User interface: Semrush wins on presentation. Its thematic reports, issue explanations, and visual Health Score trend make it easier for beginners and non-technical stakeholders to understand. Ahrefs provides more raw data and is preferred by technical SEOs who want to export and analyse crawl data in spreadsheets.

Issue coverage: Semrush checks 140+ issues. Ahrefs checks 170+. In practice, both cover all the critical issues. The extra checks in Ahrefs tend to be more granular subdivisions of the same problem categories.

JavaScript rendering: Both support it. Semrush's implementation is slightly more configurable, allowing you to set specific rendering timeouts.

White-label reporting: Semrush offers branded PDF reports on Business tier plans. Ahrefs does not currently offer white-label audit reports. For agencies, this is a significant differentiator.

Ecosystem integration: Both tools benefit from integration with their respective keyword and backlink databases. Semrush has a broader tool suite (including social media management, content marketing, and PPC tools), while Ahrefs is more focused on core SEO functions. Choose based on which platform's broader toolset you need.

For a detailed feature-by-feature breakdown, see our complete tool comparison.

Pricing

Semrush pricing includes Site Audit in all paid plans:

  • Pro ($139.95/month): 5 projects, 100,000 pages per audit. Designed for freelancers and startups. The page limit is generous enough for most small to medium sites.
  • Guru ($249.95/month): 15 projects, 300,000 pages per audit. Adds historical data, content marketing toolkit, and integration with Google Data Studio. The historical data feature is essential for tracking audit progress over time.
  • Business ($499.95/month): 40 projects, 1,000,000 pages per audit. Adds white-label reports, API access, and extended limits across all tools. This is the agency tier.

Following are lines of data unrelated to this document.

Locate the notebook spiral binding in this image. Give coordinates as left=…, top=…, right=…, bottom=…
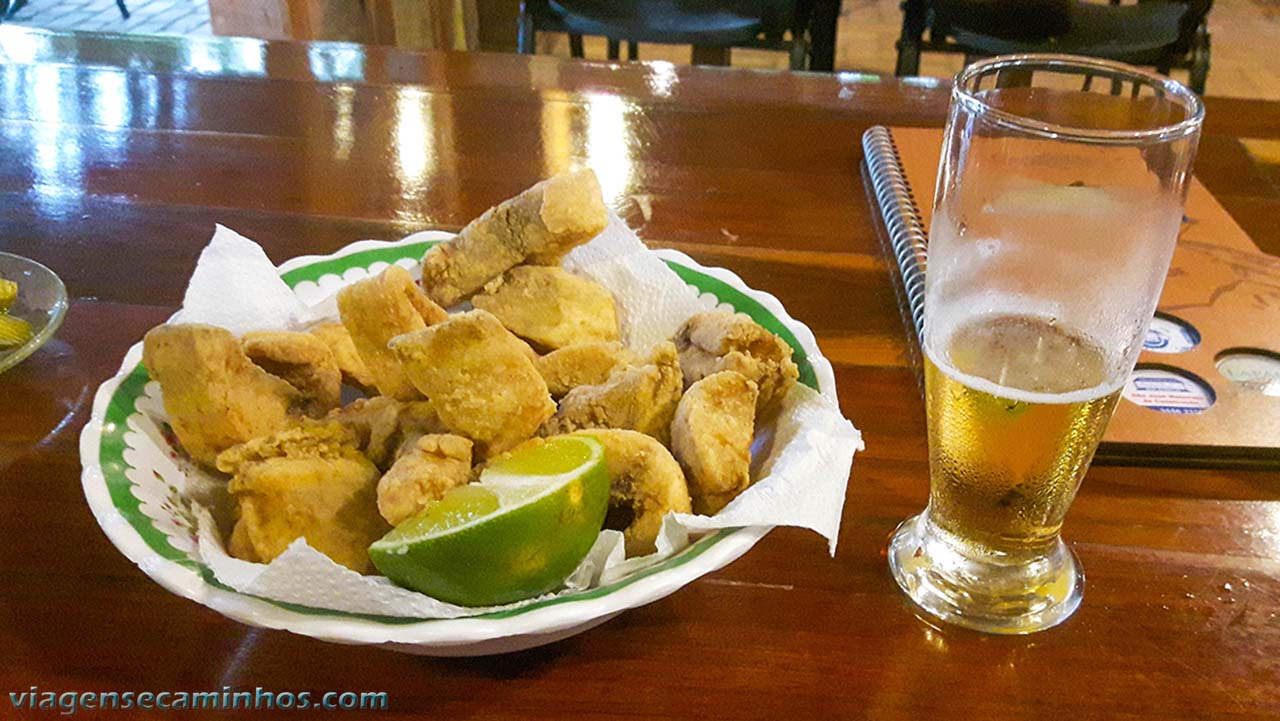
left=863, top=126, right=929, bottom=343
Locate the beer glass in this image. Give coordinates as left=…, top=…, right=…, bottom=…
left=888, top=55, right=1204, bottom=634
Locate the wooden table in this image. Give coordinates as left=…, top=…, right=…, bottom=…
left=0, top=27, right=1280, bottom=720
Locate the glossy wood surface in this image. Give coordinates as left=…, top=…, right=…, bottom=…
left=0, top=26, right=1280, bottom=720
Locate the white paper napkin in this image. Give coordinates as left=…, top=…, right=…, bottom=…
left=165, top=215, right=863, bottom=619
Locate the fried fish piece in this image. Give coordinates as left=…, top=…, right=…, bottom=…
left=142, top=324, right=302, bottom=466
left=390, top=310, right=556, bottom=457
left=422, top=169, right=609, bottom=307
left=471, top=265, right=618, bottom=350
left=534, top=342, right=640, bottom=398
left=338, top=265, right=448, bottom=401
left=241, top=330, right=342, bottom=417
left=538, top=343, right=684, bottom=443
left=218, top=423, right=390, bottom=574
left=307, top=323, right=375, bottom=393
left=378, top=433, right=471, bottom=526
left=673, top=310, right=800, bottom=412
left=573, top=429, right=691, bottom=557
left=671, top=370, right=759, bottom=516
left=329, top=396, right=445, bottom=470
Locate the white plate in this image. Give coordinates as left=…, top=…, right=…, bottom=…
left=81, top=232, right=836, bottom=656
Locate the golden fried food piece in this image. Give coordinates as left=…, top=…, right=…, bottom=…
left=538, top=343, right=684, bottom=443
left=142, top=324, right=302, bottom=465
left=471, top=265, right=618, bottom=350
left=378, top=433, right=471, bottom=526
left=534, top=342, right=640, bottom=398
left=215, top=421, right=360, bottom=474
left=338, top=265, right=448, bottom=401
left=392, top=310, right=556, bottom=457
left=673, top=310, right=800, bottom=412
left=218, top=423, right=390, bottom=574
left=671, top=370, right=759, bottom=516
left=422, top=170, right=609, bottom=307
left=329, top=396, right=445, bottom=470
left=575, top=429, right=691, bottom=556
left=241, top=330, right=342, bottom=417
left=307, top=323, right=375, bottom=393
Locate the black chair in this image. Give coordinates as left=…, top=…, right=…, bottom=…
left=896, top=0, right=1213, bottom=95
left=0, top=0, right=129, bottom=22
left=518, top=0, right=829, bottom=70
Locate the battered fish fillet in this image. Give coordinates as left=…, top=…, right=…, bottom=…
left=241, top=330, right=342, bottom=417
left=673, top=310, right=800, bottom=412
left=218, top=423, right=390, bottom=574
left=671, top=370, right=759, bottom=516
left=142, top=324, right=302, bottom=466
left=329, top=396, right=445, bottom=470
left=534, top=342, right=640, bottom=398
left=538, top=343, right=684, bottom=443
left=392, top=310, right=556, bottom=457
left=378, top=434, right=471, bottom=526
left=338, top=265, right=448, bottom=401
left=575, top=429, right=691, bottom=557
left=307, top=323, right=375, bottom=393
left=471, top=265, right=618, bottom=350
left=422, top=170, right=609, bottom=307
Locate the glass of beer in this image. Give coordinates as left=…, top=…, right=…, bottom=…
left=888, top=55, right=1204, bottom=634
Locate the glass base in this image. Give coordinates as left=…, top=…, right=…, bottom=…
left=888, top=510, right=1084, bottom=634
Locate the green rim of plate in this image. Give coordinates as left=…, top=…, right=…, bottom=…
left=99, top=241, right=818, bottom=625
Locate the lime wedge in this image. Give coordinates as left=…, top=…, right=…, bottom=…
left=369, top=435, right=609, bottom=606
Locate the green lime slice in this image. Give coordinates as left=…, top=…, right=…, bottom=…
left=369, top=435, right=609, bottom=606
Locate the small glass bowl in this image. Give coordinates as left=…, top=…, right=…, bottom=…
left=0, top=252, right=67, bottom=373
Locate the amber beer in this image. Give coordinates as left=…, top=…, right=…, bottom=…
left=925, top=315, right=1123, bottom=552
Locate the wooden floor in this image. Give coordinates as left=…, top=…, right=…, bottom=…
left=539, top=0, right=1280, bottom=100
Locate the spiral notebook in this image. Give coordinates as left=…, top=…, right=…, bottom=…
left=863, top=126, right=1280, bottom=467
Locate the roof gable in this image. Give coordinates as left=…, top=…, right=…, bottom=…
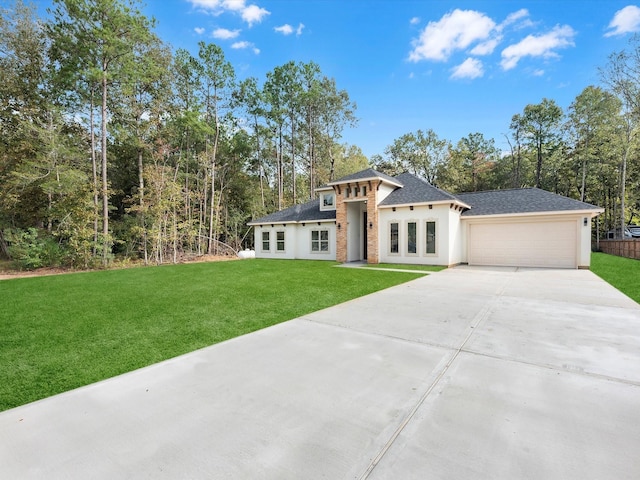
left=380, top=173, right=459, bottom=206
left=328, top=168, right=402, bottom=186
left=456, top=188, right=602, bottom=217
left=249, top=199, right=336, bottom=225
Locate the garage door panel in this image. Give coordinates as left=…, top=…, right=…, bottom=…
left=468, top=221, right=577, bottom=268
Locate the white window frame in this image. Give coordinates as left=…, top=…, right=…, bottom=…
left=260, top=230, right=271, bottom=253
left=422, top=218, right=439, bottom=257
left=310, top=228, right=329, bottom=255
left=275, top=230, right=287, bottom=253
left=320, top=192, right=336, bottom=210
left=387, top=220, right=402, bottom=257
left=404, top=220, right=418, bottom=257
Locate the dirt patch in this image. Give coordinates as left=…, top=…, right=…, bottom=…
left=0, top=255, right=240, bottom=280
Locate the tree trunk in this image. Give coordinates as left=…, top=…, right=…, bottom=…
left=138, top=148, right=149, bottom=265
left=89, top=89, right=100, bottom=257
left=101, top=66, right=111, bottom=266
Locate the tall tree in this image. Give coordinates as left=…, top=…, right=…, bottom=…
left=50, top=0, right=155, bottom=265
left=444, top=133, right=500, bottom=192
left=600, top=36, right=640, bottom=235
left=198, top=42, right=235, bottom=254
left=385, top=129, right=450, bottom=185
left=522, top=98, right=562, bottom=188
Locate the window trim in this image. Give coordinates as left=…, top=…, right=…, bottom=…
left=309, top=228, right=331, bottom=255
left=320, top=192, right=336, bottom=211
left=404, top=219, right=420, bottom=257
left=387, top=220, right=400, bottom=256
left=275, top=230, right=287, bottom=253
left=260, top=230, right=271, bottom=253
left=422, top=218, right=438, bottom=257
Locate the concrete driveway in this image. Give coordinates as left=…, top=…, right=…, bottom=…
left=0, top=267, right=640, bottom=480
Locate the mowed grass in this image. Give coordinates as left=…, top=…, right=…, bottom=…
left=591, top=252, right=640, bottom=303
left=0, top=259, right=421, bottom=411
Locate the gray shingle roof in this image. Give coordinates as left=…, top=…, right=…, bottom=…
left=456, top=188, right=601, bottom=217
left=249, top=199, right=336, bottom=225
left=329, top=168, right=399, bottom=185
left=380, top=173, right=457, bottom=206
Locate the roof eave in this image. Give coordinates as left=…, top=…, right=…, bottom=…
left=327, top=177, right=404, bottom=187
left=247, top=218, right=336, bottom=227
left=378, top=199, right=471, bottom=209
left=462, top=208, right=604, bottom=219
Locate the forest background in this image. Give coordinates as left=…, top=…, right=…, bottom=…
left=0, top=0, right=640, bottom=269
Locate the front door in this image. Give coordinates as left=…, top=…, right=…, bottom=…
left=362, top=211, right=369, bottom=260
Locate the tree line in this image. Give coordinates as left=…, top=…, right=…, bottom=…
left=0, top=0, right=640, bottom=268
left=0, top=0, right=360, bottom=268
left=371, top=86, right=640, bottom=242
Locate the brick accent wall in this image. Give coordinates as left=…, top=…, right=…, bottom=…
left=367, top=183, right=380, bottom=264
left=593, top=240, right=640, bottom=260
left=333, top=187, right=347, bottom=263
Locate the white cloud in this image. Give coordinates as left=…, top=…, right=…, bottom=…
left=499, top=8, right=531, bottom=30
left=231, top=40, right=253, bottom=50
left=213, top=28, right=240, bottom=40
left=188, top=0, right=271, bottom=26
left=470, top=36, right=502, bottom=55
left=409, top=9, right=496, bottom=62
left=242, top=5, right=270, bottom=26
left=604, top=5, right=640, bottom=37
left=451, top=58, right=484, bottom=78
left=500, top=25, right=575, bottom=70
left=231, top=41, right=260, bottom=55
left=274, top=23, right=293, bottom=35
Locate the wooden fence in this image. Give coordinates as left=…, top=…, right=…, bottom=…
left=594, top=239, right=640, bottom=260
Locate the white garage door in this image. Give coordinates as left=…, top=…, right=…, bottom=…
left=468, top=221, right=577, bottom=268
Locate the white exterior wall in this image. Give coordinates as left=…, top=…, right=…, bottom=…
left=378, top=203, right=452, bottom=265
left=448, top=208, right=463, bottom=266
left=578, top=213, right=593, bottom=268
left=254, top=220, right=336, bottom=260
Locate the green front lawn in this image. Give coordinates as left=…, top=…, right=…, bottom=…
left=0, top=260, right=421, bottom=410
left=591, top=252, right=640, bottom=303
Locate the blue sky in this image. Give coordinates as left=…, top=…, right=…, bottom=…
left=42, top=0, right=640, bottom=156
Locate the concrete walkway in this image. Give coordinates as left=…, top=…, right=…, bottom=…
left=0, top=267, right=640, bottom=480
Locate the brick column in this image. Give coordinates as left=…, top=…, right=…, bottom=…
left=367, top=184, right=380, bottom=264
left=334, top=187, right=347, bottom=263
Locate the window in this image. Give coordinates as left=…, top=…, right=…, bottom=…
left=389, top=222, right=398, bottom=253
left=311, top=230, right=329, bottom=252
left=407, top=222, right=418, bottom=253
left=322, top=193, right=334, bottom=207
left=425, top=222, right=436, bottom=254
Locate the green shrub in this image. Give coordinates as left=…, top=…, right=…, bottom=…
left=4, top=228, right=64, bottom=270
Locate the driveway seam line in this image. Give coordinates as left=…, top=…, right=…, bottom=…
left=462, top=349, right=640, bottom=387
left=359, top=281, right=509, bottom=480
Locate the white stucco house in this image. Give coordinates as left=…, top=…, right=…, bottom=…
left=249, top=169, right=604, bottom=268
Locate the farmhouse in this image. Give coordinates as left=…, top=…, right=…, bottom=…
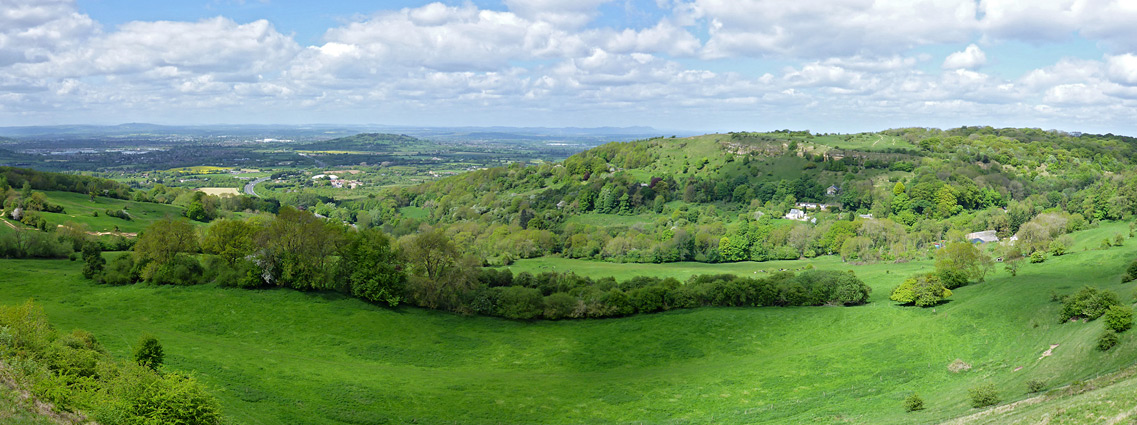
left=786, top=208, right=810, bottom=222
left=966, top=231, right=998, bottom=243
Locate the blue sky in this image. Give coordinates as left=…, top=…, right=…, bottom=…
left=0, top=0, right=1137, bottom=135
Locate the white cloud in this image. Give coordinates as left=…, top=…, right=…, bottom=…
left=943, top=44, right=987, bottom=69
left=505, top=0, right=614, bottom=27
left=0, top=0, right=99, bottom=67
left=1107, top=53, right=1137, bottom=86
left=0, top=0, right=1137, bottom=131
left=680, top=0, right=976, bottom=58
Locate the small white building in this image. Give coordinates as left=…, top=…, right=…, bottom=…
left=786, top=208, right=810, bottom=222
left=966, top=231, right=998, bottom=243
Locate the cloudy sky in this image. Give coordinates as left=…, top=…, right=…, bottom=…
left=0, top=0, right=1137, bottom=135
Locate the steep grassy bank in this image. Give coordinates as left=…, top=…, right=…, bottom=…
left=0, top=220, right=1137, bottom=424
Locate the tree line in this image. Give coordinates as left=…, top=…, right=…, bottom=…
left=83, top=207, right=870, bottom=319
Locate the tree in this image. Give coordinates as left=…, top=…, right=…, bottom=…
left=904, top=393, right=923, bottom=411
left=1121, top=256, right=1137, bottom=283
left=1105, top=306, right=1134, bottom=332
left=134, top=217, right=198, bottom=265
left=134, top=334, right=165, bottom=369
left=83, top=242, right=107, bottom=278
left=185, top=201, right=209, bottom=222
left=888, top=273, right=952, bottom=307
left=255, top=207, right=345, bottom=290
left=339, top=228, right=407, bottom=307
left=936, top=242, right=993, bottom=289
left=399, top=228, right=458, bottom=281
left=1059, top=286, right=1121, bottom=322
left=201, top=218, right=260, bottom=266
left=1097, top=330, right=1121, bottom=351
left=1003, top=245, right=1022, bottom=276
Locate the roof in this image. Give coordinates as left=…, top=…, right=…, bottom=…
left=968, top=231, right=998, bottom=243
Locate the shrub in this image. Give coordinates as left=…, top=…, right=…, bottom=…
left=1105, top=306, right=1134, bottom=332
left=888, top=273, right=952, bottom=307
left=134, top=335, right=165, bottom=369
left=545, top=292, right=576, bottom=320
left=904, top=393, right=923, bottom=411
left=1121, top=256, right=1137, bottom=282
left=968, top=384, right=1003, bottom=408
left=83, top=242, right=107, bottom=278
left=1097, top=330, right=1120, bottom=351
left=142, top=253, right=205, bottom=285
left=1059, top=286, right=1121, bottom=322
left=99, top=255, right=139, bottom=285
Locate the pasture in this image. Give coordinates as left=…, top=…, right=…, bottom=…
left=196, top=188, right=241, bottom=197
left=40, top=191, right=182, bottom=233
left=0, top=220, right=1137, bottom=424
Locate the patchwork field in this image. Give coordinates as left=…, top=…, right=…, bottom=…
left=197, top=188, right=241, bottom=197
left=0, top=220, right=1137, bottom=424
left=33, top=191, right=182, bottom=233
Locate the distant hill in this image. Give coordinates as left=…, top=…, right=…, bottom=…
left=296, top=133, right=431, bottom=151
left=357, top=126, right=1137, bottom=263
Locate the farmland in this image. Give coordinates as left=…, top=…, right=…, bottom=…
left=0, top=223, right=1137, bottom=424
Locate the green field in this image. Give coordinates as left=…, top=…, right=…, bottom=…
left=40, top=192, right=182, bottom=233
left=0, top=223, right=1137, bottom=424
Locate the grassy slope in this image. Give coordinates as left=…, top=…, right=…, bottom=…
left=41, top=192, right=182, bottom=233
left=0, top=220, right=1137, bottom=424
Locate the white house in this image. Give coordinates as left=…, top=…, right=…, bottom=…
left=966, top=231, right=998, bottom=243
left=786, top=208, right=810, bottom=222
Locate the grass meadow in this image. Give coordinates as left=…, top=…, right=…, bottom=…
left=0, top=223, right=1137, bottom=424
left=40, top=192, right=182, bottom=233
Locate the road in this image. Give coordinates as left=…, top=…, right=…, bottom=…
left=244, top=177, right=268, bottom=198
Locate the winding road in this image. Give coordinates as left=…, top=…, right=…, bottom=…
left=244, top=177, right=268, bottom=198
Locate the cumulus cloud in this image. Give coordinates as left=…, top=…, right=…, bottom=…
left=943, top=44, right=987, bottom=69
left=680, top=0, right=976, bottom=58
left=0, top=0, right=1137, bottom=130
left=1107, top=53, right=1137, bottom=86
left=0, top=0, right=99, bottom=67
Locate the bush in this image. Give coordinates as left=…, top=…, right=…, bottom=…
left=134, top=335, right=165, bottom=369
left=99, top=253, right=139, bottom=285
left=968, top=384, right=1003, bottom=408
left=142, top=253, right=205, bottom=285
left=1121, top=256, right=1137, bottom=283
left=888, top=273, right=952, bottom=307
left=1097, top=330, right=1120, bottom=351
left=1059, top=286, right=1121, bottom=322
left=1105, top=306, right=1134, bottom=332
left=904, top=393, right=923, bottom=411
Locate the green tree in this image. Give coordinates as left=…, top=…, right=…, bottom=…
left=201, top=218, right=260, bottom=266
left=936, top=242, right=993, bottom=289
left=134, top=335, right=165, bottom=369
left=904, top=393, right=923, bottom=411
left=185, top=201, right=209, bottom=222
left=83, top=242, right=107, bottom=278
left=1059, top=286, right=1121, bottom=322
left=888, top=273, right=952, bottom=307
left=339, top=228, right=407, bottom=307
left=134, top=217, right=198, bottom=265
left=1105, top=306, right=1134, bottom=332
left=399, top=228, right=459, bottom=281
left=936, top=184, right=958, bottom=218
left=257, top=207, right=345, bottom=290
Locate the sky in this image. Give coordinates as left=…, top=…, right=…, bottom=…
left=0, top=0, right=1137, bottom=135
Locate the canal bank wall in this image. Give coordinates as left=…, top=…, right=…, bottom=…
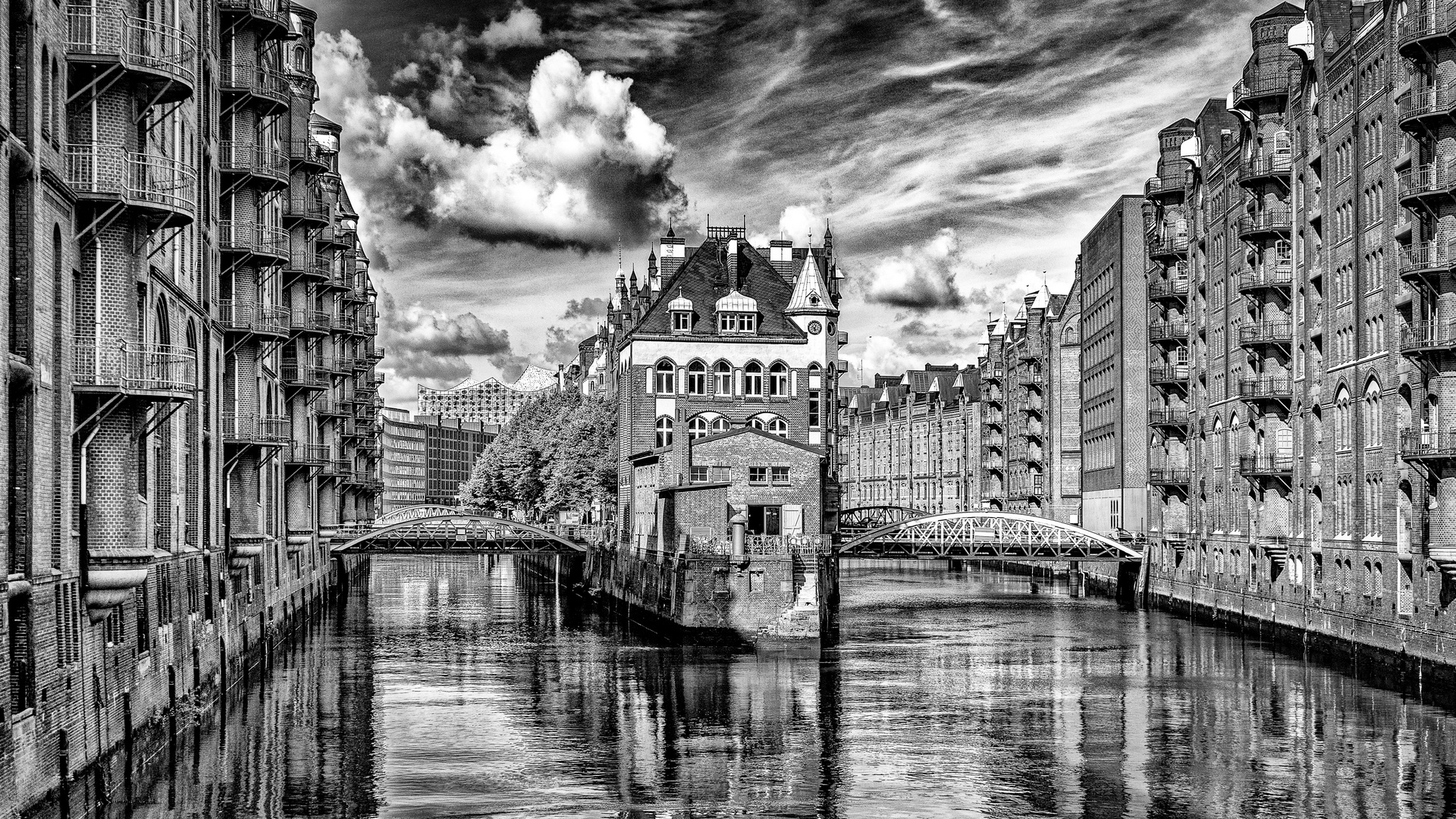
left=0, top=547, right=369, bottom=816
left=519, top=548, right=839, bottom=648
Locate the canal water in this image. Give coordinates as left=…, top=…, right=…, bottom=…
left=51, top=558, right=1456, bottom=819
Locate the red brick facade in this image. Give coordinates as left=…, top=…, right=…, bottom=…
left=0, top=0, right=380, bottom=813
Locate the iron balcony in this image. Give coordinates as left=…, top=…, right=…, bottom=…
left=1147, top=231, right=1188, bottom=264
left=1396, top=165, right=1456, bottom=209
left=1143, top=174, right=1187, bottom=204
left=1239, top=321, right=1294, bottom=347
left=1147, top=275, right=1188, bottom=302
left=1239, top=153, right=1294, bottom=187
left=1396, top=0, right=1453, bottom=60
left=1401, top=242, right=1456, bottom=281
left=1239, top=376, right=1294, bottom=402
left=1147, top=466, right=1192, bottom=487
left=217, top=61, right=293, bottom=114
left=1401, top=321, right=1456, bottom=356
left=1396, top=83, right=1456, bottom=133
left=223, top=413, right=293, bottom=446
left=65, top=143, right=196, bottom=224
left=217, top=140, right=288, bottom=190
left=217, top=299, right=291, bottom=335
left=1401, top=430, right=1456, bottom=462
left=1147, top=410, right=1188, bottom=428
left=1239, top=207, right=1294, bottom=242
left=1147, top=319, right=1188, bottom=344
left=1239, top=262, right=1294, bottom=293
left=1239, top=455, right=1294, bottom=478
left=71, top=340, right=196, bottom=400
left=65, top=3, right=196, bottom=105
left=1147, top=364, right=1188, bottom=386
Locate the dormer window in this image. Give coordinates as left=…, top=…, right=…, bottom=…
left=718, top=313, right=758, bottom=332
left=715, top=290, right=758, bottom=334
left=667, top=287, right=693, bottom=332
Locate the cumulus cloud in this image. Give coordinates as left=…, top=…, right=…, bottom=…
left=315, top=28, right=686, bottom=251
left=862, top=228, right=971, bottom=312
left=378, top=291, right=526, bottom=388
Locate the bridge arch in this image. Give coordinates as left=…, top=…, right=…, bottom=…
left=329, top=512, right=587, bottom=555
left=839, top=506, right=930, bottom=533
left=839, top=510, right=1143, bottom=563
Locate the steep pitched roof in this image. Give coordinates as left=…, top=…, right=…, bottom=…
left=629, top=239, right=807, bottom=338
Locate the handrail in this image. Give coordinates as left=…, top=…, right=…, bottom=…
left=65, top=143, right=196, bottom=212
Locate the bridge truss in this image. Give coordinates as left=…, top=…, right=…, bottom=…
left=839, top=510, right=1143, bottom=563
left=331, top=513, right=587, bottom=554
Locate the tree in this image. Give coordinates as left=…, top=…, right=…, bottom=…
left=457, top=392, right=617, bottom=519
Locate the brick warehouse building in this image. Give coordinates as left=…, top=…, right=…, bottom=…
left=977, top=284, right=1082, bottom=523
left=1081, top=196, right=1147, bottom=535
left=0, top=0, right=381, bottom=813
left=1147, top=0, right=1456, bottom=663
left=607, top=226, right=846, bottom=558
left=839, top=364, right=981, bottom=512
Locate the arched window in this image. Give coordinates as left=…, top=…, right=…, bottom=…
left=687, top=362, right=708, bottom=395
left=769, top=362, right=789, bottom=398
left=714, top=362, right=733, bottom=395
left=1364, top=379, right=1383, bottom=449
left=652, top=359, right=677, bottom=395
left=1335, top=384, right=1354, bottom=449
left=748, top=414, right=789, bottom=438
left=742, top=362, right=763, bottom=398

Semrush offers a 7-day free trial on Pro and Guru plans. There is no permanently free tier with Site Audit access, unlike Ahrefs Webmaster Tools. However, Semrush does allow you to run a limited free audit (up to 100 pages) without subscribing, which can be useful for quick checks or demonstrating the tool to potential clients.

For agencies comparing costs, Semrush is more expensive than Ahrefs at the entry level ($139.95 vs $99/month) but the Guru plan's historical data and content tools offer significant additional value. Screaming Frog at £199/year is dramatically cheaper but lacks the cloud-based collaboration, scheduling, and ecosystem integration. Most agencies use a combination: Semrush or Ahrefs for cloud-based monitoring and Screaming Frog for deep custom crawls.